## Analytics for Just Dice: Understanding the Data...

In [2]:
# importing necessary libraries
import pandas as pd
import  matplotlib.pyplot as plt
import seaborn as sns
import cufflinks as cf
cf.go_offline()

from IPython.display import HTML

We have the following data - 

    - adspends - Expenditure on advertisments

    - installs - Install related information

    - revenue  - Revenue generated by in-game advertisements

    - payouts  - Payout to the different users for downloading partner-apps

Let us have a quick overview of the available data

In [3]:
# loading data
adspend = pd.read_csv("Data/adspend.csv")
installs = pd.read_csv("Data/installs.csv")
payouts = pd.read_csv("Data/payouts.csv")
revenue = pd.read_csv("Data/revenue.csv")

In [4]:
len_i = len(installs)

In [5]:
html_code_single = """
<div>
      <p style="text-align: center; margin-top: 0;">{text}</p>
      <p style="text-align: center; font-size: 300%; margin-bottom: 0;">{value}</p>
 </div>
"""

In [6]:
# Total installations
display(HTML(html_code_single.format(text = "Total Number of Installations in the year 2022", value = len_i)))

In [7]:
sum_adspend = round(sum(adspend["value_usd"]), 2)

In [8]:
sum_payouts = round(sum(payouts["value_usd"]), 2)

In [9]:
sum_revenue = round(sum(revenue["value_usd"]), 2)

In [10]:
net_profit = round(sum(revenue["value_usd"]) - sum(payouts["value_usd"]) -sum(adspend["value_usd"]), 2)

In [30]:
html_code = """
<div style="display: flex;  left: 0; justify-content: center; gap: 10%; padding: 10px">
  <div style="border: 2px solid black; padding: 10px;">
      <p style="text-align: center; margin-top: 0;">Total Revenue generated </p>
      <p style="font-size: 300%; margin-bottom: 0;">{sum_revenue}</p>
  </div>
  <div style="border: 2px solid black; padding: 10px; margin-right: 10px;">
      <p style="text-align: center; margin-top: 0;">Total expenditure on Advertisments</p>
      <p style="text-align: center; font-size: 300%; margin-bottom: 10px;">{sum_adspend}</p>
  </div>
  <div style="border: 2px solid black; padding: 10px;">
      <p style="text-align: center; margin-top: 0;">Total expenditure on Payouts </p>
      <p style="font-size: 300%; margin-bottom: 0;">{sum_payouts}</p>
  </div>
</div>
"""

display(HTML(html_code.format(sum_adspend=sum_adspend, sum_revenue = sum_revenue, sum_payouts = sum_payouts)))

In [12]:
display(HTML(html_code_single.format(text = "Net Profit", value = net_profit)))

In [13]:
### Trends across Countries

Let us see how our applications perform in different countries

### Trends across Countries

##### Which Countries Are Leading the Spend Race?

In [14]:
adspend_country = adspend.groupby("country_id")["value_usd"].sum().reset_index()
adspend_country.sort_values(by = "value_usd", ascending=False)

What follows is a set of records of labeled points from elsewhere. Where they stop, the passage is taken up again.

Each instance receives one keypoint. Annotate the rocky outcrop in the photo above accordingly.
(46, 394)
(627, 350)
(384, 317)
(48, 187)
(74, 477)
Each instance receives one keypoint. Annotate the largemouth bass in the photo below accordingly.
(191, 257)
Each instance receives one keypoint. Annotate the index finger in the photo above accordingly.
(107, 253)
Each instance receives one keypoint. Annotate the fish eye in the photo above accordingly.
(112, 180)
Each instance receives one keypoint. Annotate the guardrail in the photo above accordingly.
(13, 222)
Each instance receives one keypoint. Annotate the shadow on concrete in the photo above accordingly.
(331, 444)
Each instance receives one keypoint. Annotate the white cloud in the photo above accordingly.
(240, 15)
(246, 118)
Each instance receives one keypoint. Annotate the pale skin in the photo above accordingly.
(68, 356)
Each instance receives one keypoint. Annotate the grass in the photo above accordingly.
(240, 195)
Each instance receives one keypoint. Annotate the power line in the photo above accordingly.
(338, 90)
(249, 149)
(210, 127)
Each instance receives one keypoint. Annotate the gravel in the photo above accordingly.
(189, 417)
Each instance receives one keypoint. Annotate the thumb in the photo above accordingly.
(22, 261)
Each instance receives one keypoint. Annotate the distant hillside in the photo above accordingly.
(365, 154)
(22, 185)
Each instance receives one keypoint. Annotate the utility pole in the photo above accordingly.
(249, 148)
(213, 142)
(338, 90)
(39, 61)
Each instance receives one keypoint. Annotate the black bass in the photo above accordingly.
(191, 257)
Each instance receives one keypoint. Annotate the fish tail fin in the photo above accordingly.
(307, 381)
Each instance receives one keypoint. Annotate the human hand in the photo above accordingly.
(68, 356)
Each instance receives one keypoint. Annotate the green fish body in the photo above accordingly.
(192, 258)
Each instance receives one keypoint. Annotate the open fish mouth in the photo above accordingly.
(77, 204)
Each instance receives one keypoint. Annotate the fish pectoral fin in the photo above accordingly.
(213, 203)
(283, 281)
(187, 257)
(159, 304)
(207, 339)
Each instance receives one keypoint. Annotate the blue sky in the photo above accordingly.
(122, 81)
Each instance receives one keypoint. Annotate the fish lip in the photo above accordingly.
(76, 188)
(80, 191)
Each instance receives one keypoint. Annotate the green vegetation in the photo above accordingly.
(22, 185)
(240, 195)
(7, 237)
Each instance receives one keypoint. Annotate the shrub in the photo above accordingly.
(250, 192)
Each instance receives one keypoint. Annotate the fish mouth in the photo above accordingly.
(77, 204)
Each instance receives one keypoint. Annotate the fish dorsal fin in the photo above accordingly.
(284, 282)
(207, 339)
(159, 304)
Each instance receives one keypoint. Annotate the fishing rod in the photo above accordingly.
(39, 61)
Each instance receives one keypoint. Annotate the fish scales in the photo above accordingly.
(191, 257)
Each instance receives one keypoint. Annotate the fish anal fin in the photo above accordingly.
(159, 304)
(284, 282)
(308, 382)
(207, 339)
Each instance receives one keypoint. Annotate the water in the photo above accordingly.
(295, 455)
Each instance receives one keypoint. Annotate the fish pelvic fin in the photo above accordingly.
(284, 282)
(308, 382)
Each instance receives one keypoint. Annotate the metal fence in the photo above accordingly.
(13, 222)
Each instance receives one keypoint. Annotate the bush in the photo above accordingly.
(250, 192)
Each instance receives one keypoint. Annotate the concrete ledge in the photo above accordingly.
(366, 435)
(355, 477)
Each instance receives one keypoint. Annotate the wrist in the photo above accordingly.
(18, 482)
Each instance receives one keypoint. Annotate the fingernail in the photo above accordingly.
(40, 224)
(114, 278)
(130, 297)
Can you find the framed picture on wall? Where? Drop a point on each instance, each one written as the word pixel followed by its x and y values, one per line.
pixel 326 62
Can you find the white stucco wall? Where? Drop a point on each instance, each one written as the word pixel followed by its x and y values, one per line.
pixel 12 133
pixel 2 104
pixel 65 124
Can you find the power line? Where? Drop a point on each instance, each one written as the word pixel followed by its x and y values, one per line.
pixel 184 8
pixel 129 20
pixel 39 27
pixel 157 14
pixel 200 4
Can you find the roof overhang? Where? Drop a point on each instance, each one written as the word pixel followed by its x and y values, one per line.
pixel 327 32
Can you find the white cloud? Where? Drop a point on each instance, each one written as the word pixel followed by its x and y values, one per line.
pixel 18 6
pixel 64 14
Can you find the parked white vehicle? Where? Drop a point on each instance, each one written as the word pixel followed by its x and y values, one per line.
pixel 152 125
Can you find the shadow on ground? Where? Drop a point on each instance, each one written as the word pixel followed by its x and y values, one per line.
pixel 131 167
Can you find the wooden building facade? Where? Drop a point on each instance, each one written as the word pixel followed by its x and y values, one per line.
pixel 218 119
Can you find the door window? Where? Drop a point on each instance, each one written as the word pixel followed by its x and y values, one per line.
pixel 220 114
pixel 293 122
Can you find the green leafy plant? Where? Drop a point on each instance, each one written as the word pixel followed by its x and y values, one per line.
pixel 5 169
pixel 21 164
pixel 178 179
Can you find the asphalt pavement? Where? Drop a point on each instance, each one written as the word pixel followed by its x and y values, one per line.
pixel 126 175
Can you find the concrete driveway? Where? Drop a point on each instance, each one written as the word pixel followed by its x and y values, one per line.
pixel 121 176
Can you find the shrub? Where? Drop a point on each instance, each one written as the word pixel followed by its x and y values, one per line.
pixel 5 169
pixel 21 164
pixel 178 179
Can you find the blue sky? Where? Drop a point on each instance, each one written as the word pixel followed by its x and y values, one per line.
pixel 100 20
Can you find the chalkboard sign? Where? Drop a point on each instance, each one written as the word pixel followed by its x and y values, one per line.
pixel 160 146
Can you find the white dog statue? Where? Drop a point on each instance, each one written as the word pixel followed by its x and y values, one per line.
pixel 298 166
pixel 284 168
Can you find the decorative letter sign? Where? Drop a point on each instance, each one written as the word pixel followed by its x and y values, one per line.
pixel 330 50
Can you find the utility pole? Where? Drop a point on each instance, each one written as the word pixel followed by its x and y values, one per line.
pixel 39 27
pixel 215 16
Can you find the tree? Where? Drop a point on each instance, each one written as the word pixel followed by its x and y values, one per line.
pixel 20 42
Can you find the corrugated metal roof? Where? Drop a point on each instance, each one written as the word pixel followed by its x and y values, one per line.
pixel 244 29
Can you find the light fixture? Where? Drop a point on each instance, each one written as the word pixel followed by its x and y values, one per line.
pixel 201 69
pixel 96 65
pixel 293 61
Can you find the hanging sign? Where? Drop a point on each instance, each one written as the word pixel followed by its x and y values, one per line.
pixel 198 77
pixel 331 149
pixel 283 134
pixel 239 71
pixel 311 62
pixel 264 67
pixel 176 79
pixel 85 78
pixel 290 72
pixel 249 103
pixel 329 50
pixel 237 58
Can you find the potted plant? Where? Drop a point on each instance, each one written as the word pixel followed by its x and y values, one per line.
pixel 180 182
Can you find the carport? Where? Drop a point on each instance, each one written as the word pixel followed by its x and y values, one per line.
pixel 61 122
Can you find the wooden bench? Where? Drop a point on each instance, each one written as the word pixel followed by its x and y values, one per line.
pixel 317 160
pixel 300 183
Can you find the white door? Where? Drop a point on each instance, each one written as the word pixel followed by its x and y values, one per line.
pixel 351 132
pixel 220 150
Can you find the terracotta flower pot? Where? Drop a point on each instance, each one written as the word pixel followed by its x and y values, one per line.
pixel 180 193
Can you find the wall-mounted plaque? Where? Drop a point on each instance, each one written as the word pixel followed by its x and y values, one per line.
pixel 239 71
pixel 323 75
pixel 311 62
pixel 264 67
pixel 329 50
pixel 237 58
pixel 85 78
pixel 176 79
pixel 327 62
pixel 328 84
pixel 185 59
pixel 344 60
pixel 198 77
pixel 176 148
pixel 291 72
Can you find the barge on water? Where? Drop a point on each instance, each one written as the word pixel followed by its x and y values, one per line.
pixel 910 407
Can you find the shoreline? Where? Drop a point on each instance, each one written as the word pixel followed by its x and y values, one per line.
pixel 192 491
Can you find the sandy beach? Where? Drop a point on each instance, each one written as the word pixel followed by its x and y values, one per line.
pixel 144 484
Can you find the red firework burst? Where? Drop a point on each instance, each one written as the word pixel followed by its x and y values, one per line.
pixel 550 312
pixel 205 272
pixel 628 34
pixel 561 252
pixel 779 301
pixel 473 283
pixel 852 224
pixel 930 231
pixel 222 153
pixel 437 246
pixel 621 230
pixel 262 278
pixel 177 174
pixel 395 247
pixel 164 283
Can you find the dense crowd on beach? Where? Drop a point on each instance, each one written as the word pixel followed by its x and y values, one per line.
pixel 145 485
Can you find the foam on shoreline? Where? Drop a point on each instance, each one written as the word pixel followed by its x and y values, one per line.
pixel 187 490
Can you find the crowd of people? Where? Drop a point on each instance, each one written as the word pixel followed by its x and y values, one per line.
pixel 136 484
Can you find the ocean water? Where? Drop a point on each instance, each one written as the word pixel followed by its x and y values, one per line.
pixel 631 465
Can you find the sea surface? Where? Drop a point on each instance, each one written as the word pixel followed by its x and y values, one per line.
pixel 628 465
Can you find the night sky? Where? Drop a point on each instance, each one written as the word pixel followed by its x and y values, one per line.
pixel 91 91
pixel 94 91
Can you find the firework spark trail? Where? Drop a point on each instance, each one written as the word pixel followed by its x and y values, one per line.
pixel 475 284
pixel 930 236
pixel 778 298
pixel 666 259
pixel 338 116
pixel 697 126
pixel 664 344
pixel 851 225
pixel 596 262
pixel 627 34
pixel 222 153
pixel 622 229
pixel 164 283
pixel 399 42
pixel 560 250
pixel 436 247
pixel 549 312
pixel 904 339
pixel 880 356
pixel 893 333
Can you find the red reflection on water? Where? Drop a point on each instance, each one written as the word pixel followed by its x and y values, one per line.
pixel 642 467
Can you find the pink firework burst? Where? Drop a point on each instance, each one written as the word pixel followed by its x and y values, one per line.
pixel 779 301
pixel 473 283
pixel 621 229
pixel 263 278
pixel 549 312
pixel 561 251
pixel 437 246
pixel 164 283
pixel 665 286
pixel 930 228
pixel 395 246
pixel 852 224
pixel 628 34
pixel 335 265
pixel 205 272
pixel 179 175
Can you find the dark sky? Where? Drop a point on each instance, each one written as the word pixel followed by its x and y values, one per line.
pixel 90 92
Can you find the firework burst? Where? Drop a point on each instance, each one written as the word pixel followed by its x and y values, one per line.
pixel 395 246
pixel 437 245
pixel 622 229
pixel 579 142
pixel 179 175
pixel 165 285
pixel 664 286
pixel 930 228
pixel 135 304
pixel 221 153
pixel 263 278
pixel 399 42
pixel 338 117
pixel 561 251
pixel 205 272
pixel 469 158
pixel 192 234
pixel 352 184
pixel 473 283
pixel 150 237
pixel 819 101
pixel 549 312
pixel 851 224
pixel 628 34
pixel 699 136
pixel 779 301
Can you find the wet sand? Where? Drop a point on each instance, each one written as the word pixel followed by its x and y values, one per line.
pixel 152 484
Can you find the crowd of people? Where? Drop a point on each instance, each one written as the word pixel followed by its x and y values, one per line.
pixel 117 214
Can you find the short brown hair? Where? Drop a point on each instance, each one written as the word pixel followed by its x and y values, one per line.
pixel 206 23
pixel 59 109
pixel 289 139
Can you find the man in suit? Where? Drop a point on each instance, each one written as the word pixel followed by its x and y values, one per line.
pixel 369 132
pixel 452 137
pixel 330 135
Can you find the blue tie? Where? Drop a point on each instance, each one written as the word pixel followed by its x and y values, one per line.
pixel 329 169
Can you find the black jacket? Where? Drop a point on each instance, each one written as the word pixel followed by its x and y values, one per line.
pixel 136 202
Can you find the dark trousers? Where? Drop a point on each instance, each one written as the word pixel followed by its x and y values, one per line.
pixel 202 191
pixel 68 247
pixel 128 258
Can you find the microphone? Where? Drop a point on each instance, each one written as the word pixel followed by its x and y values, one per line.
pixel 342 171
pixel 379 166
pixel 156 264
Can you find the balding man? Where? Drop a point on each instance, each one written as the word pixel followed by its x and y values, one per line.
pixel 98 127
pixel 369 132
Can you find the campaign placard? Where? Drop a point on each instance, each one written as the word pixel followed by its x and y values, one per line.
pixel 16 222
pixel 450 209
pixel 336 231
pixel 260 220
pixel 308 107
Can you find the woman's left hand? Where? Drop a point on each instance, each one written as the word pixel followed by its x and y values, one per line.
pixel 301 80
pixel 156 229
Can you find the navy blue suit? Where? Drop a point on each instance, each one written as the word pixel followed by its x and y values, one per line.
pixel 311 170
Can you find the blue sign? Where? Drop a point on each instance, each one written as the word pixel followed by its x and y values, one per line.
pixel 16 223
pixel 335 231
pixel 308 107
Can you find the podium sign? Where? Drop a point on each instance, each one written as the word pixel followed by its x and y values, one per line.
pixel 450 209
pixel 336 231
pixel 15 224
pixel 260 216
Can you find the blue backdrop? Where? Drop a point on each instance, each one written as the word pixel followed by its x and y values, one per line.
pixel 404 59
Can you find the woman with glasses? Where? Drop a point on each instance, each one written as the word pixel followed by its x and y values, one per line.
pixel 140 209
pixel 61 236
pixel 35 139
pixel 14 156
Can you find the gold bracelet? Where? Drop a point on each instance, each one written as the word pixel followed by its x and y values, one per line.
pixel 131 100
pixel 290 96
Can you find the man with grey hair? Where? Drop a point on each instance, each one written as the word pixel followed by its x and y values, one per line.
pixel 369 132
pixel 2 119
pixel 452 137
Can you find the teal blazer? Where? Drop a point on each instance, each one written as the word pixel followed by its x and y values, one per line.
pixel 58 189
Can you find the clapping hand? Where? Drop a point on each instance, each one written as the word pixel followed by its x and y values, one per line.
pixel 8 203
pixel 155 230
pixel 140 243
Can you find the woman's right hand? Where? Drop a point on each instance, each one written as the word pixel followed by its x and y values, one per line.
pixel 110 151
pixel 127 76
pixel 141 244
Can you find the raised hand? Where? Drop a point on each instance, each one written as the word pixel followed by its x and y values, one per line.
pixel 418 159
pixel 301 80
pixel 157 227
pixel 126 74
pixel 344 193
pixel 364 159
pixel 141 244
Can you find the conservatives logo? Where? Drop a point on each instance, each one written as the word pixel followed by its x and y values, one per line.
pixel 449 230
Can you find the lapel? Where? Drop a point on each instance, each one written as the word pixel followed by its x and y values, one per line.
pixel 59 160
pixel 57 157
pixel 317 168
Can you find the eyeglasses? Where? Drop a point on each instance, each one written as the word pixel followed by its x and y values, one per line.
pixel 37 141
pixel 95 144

Unnamed: 0,country_id,value_usd
0,1,243186.687782
2,109,10053.718011
3,213,501.178006
1,17,334.392


In [15]:
adspend_country.iplot(kind = "pie", 
                  values = "value_usd", 
                  labels = "country_id",
                  title = "Ad Expenses per Country",
                 )

95% of our ad spends are on Country 1, followed by ~4% on Country 109.

##### Which Countries are Downloading the Most?

In [53]:
installs["country_id"].value_counts().iplot(kind="bar",
                                            layout = {"xaxis": {"type":"category", 
                                                                "title": "Country ID"},
                                                      "yaxis": {"title": "Number of Installs"},
                                                      "title":"Number of Installs per Country"}
                                           )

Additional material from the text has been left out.